Despite being considered cognitively unimpaired, a cluster group with relatively widespread cognitive weaknesses emerged. This Low-All Domains group performed well on the MMSE and DRS and did not evince particularly high proportions of subjective memory complaints or everyday functioning difficulties (despite greater rates of vascular disease) and this may have contributed to their being classified as CU instead of MCI or dementia by consensus at their initial visit. Additionally, the regression weights used for the z-scores were derived from a robustly normal group, which may have resulted in these z-scores being especially sensitive to subtle weaknesses compared to a standard score based on published norms that generally have a less strict criteria for inclusion into the normative sample. The Low-Memory/Language group had the highest proportion of individuals with a subjective memory complaint, consistent with findings that self-reported memory concerns may emerge in the preclinical phase of AD [24] and be associated with cognitive decline, particularly in an ADRC sample [25]. The Low-Executive group had the worst everyday functioning, though their mean scores on the FAQ and CDR-SB still reflect minimal functional difficulty. This slightly worse functioning, however, is consistent with studies showing that executive function is more strongly associated with real-world instrumental activities of daily living than other cognitive domains [26].

Our study has several strengths including the use of a comprehensive neuropsychological test battery, thorough consensus diagnostic/classification procedures, and the opportunity to examine up to 20 years of longitudinal data on some individuals.

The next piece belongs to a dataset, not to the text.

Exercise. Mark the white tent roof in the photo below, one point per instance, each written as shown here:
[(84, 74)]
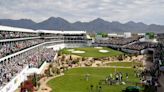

One consistent challenge in determining the earliest cognitive changes associated with future declines is the potential for circularity of the predictor (e.g., lower cognitive scores) and the outcome (e.g., MCI/dementia). In the current study, we aimed to work around aspects of this circularity by including two outcome variables (consensus MCI/dementia and DRS score) and, importantly, examining the longitudinal rates of progression. Few previous studies have sought to identify and understand very early subtle cognitive decline profiles specifically within CU participants, despite the field’s growing focus on earlier, preclinical stages of AD [27]. We chose to examine only CU participants and this may have allowed more empirically-derived groups to emerge compared to studies that have combined CU and MCI participants and found only one or two CU phenotypes [3 , 28]. This is only an initial study, and more work is needed to replicate these findings in larger, more diverse, and community-based cohorts. Additionally, future projects should examine biomarker and neuropathological data to better understand the underlying etiologies of decline across the cognitive phenotypes. While an ‘amnestic’ presentation has historically been thought to be linked with AD pathology and other non-amnestic presentations thought to represent non-AD phenotypes [10], the current results suggest there are many cognitive phenotypes that predict progression, likely regardless of the underlying (and likely multiple) pathologic underpinnings.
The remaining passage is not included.